DISPARITION PRESUMEE DE SOLDATS AU TCHAD : Idriss Déby ouvre une enquête pour se disculper
L’affaire de la disparition présumée de soldats qui n’auraient pas voté pour le MPS, le parti d’Idriss Déby Itno, à la présidentielle du 10 avril dernier, connaît un nouveau rebondissement. En effet, le Procureur de la république, Alghassim Khamis, a annoncé l’ouverture d’une enquête sur cette affaire qui défraie la chronique au Tchad. A priori, l’on peut dire que le procureur semble vouloir répondre à la requête des parents des victimes. Mais, dans le fond, le gouvernement tchadien cherche à étouffer l’affaire. Cela est d’autant plus vrai que si le souci premier des autorités tchadiennes était de faire la lumière sur cette affaire, elles auraient mis en place une commission d’enquête indépendante internationale. Du reste, rappelons, si besoin en est encore, que le gouvernement tchadien avait au préalable rejeté en bloc les allégations de disparition de soldats. Mieux, il avait présenté quelques militaires à la télévision nationale pour tenter de convaincre que les soldats en question, sont bel et bien en vie, mais en mission secrète. S’il en vient aujourd’hui à ouvrir une enquête, ce n’est certainement pas de gaieté de cœur ni par souci de faire jaillir la lumière sur cette affaire. Mais plutôt pour desserrer l’étau autour du dictateur Idriss Déby. La pression des mouvements de défense des droits de l’Homme et des leaders politiques ainsi que des familles des soldats présumés disparus, commençait sans nul doute à l’agacer. En tout cas, on a de bonnes raisons de le penser, d’autant que ce sont des juges tchadiens au pays de Déby, qui prennent l’affaire en main. D’ailleurs, comme le général Charles De Gaulle l’a dit, la meilleure manière d’étouffer une affaire, c’est d’ouvrir une enquête nationale. C’est dire que cette affaire pourrait, dans les jours ou mois à venir, être classée sans suite, dans le meilleur des cas. Et dans le pire des cas, elle pourrait aboutir à l’arrestation d’opposants pour diffusion de fausses informations. Si Déby a fait ouvrir une enquête sur une affaire aussi sombre, ce n’est pas pour servir la Justice mais pour se disculper.
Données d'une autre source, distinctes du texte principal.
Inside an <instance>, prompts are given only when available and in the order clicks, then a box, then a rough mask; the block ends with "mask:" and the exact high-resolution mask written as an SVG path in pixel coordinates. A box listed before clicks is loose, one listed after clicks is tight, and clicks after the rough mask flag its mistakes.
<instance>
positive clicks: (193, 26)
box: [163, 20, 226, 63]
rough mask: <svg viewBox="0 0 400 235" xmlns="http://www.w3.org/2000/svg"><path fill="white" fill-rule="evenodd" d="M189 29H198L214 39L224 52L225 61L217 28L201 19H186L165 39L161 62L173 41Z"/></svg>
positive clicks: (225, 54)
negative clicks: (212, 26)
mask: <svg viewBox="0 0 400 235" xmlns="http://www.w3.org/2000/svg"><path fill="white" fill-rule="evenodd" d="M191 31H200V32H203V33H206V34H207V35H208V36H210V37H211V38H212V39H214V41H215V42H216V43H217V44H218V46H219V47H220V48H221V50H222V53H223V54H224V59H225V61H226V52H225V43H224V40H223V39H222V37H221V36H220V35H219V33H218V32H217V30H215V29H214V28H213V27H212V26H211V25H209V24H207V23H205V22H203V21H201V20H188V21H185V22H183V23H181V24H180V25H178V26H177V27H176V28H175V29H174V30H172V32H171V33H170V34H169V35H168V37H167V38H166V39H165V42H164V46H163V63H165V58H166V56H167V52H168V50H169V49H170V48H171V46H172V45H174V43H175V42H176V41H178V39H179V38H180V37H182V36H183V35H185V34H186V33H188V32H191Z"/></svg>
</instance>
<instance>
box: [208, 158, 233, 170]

Cette affaire ternit l’image du prince régnant
Le moins que l’on puise dire, c’est qu’il ne fait pas bon être opposant au Tchad. L’on est promis à la prison ou…à la mort. A preuve, Ibni Oumar Mahamat Saleh, figure emblématique de l’opposition tchadienne, avait lui aussi disparu comme par enchantement, en 2008. Et depuis, c’est mystère et boule de gomme. Aucune enquête n’a permis jusque-là d’élucider les circonstances exactes de cette tragique disparition. Et tout laisse penser que l’on s’achemine vers le même scénario dans cette nouvelle affaire. En tout cas, il ne faut pas espérer grand-chose avec l’ouverture de cette enquête nationale. Seule une enquête indépendante internationale aurait pu susciter l’espoir de savoir la vérité. C’est elle et elle seule qui peut permettre de délier les langues et de faire jaillir la lumière sur cette affaire qui empoisonne le climat sociopolitique tchadien. Hélas, le pouvoir en a décidé autrement. Or, il avait tout intérêt à ce que toutes les zones d’ombre soient éclaircies. Assurément, cette affaire ternit l’image du prince régnant. Elle donne la preuve que le scrutin tchadien n’a pas été sincère. Mais un dictateur se soucie-t-il de son image ? La seule chose qui importe pour Déby, c’est de continuer à bénéficier du soutien des Occidentaux. Et tant qu’il continuera à casser du djihadiste, il peut être sûr que les puissances étrangères ne lui remonteront pas les bretelles. Le peuple tchadien devrait donc se sentir orphelin face au dictateur Déby qui ne s’embarrasse pas de scrupules lorsqu’il s’agit de casser définitivement de l’opposant.